James spoke up. “Mine still work. I’ve been snooping on their progress since I left. Hang on, I’ll send them over.”
Sid chuckled. “Amateurs.”
I was about to ask how long all this would take when my phone rang. Daniel was calling me.
“I’ll be right back.” I went to my office and closed the door behind me. “Daniel, hi.”
“I got your message,” he said.
“Thank you for calling me back.”
“I told you not to call.” His tone was less than warm.
“Well, I don’t listen very well.”
“Obviously.
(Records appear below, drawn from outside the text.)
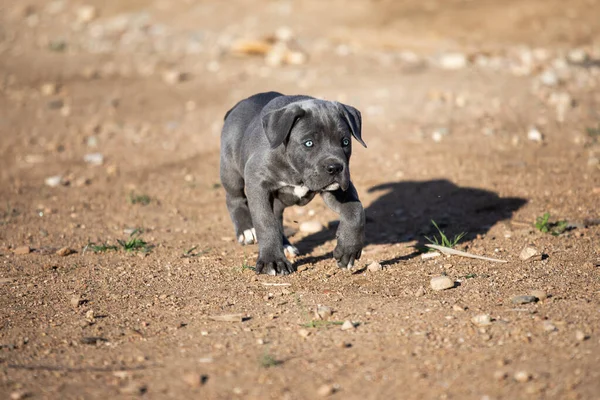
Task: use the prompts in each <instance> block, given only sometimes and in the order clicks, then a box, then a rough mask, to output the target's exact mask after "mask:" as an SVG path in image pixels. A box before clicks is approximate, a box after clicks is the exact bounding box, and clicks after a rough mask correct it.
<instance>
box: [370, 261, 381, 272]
mask: <svg viewBox="0 0 600 400" xmlns="http://www.w3.org/2000/svg"><path fill="white" fill-rule="evenodd" d="M367 270H369V271H370V272H377V271H382V270H383V266H382V265H381V264H379V263H378V262H377V261H373V262H372V263H371V264H369V266H368V267H367Z"/></svg>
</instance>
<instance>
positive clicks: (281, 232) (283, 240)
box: [273, 198, 300, 257]
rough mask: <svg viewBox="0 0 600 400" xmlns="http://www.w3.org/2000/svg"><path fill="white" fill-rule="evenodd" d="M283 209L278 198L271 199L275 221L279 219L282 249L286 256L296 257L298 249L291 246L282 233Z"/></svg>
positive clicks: (284, 208)
mask: <svg viewBox="0 0 600 400" xmlns="http://www.w3.org/2000/svg"><path fill="white" fill-rule="evenodd" d="M284 210H285V205H284V204H283V203H282V202H281V201H280V200H279V199H277V198H276V199H274V200H273V213H274V214H275V216H276V217H277V221H279V231H280V232H281V237H282V241H283V251H284V253H285V254H286V255H287V256H288V257H296V256H298V255H300V251H298V249H297V248H296V246H293V245H292V244H291V243H290V241H289V240H288V238H286V237H285V234H284V233H283V211H284Z"/></svg>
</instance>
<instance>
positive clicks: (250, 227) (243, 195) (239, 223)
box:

There’s too much heat right now. The election aside, the feds are up my ass thinking I’m behind all of this along with Blake. You don’t want to get mixed up in this any more than you already are.”
“They arrested Blake.”
He cleared his throat gruffly. “I’m aware.”
“He didn’t do this.”
“You’d better hope to God he didn’t, Erica. I’m not going to bother telling you how much money I’ve sunk into this campaign. This isn’t just money. This is a life’s work, and if he came between me and—”
“I know who did this, and I need your help to find him.”
For all the hurt Daniel had caused, all I wanted to do was smack him in the head for how single-minded he was being. Finally, finally, I was making progress and he was still hung up on Blake’s supposed guilt.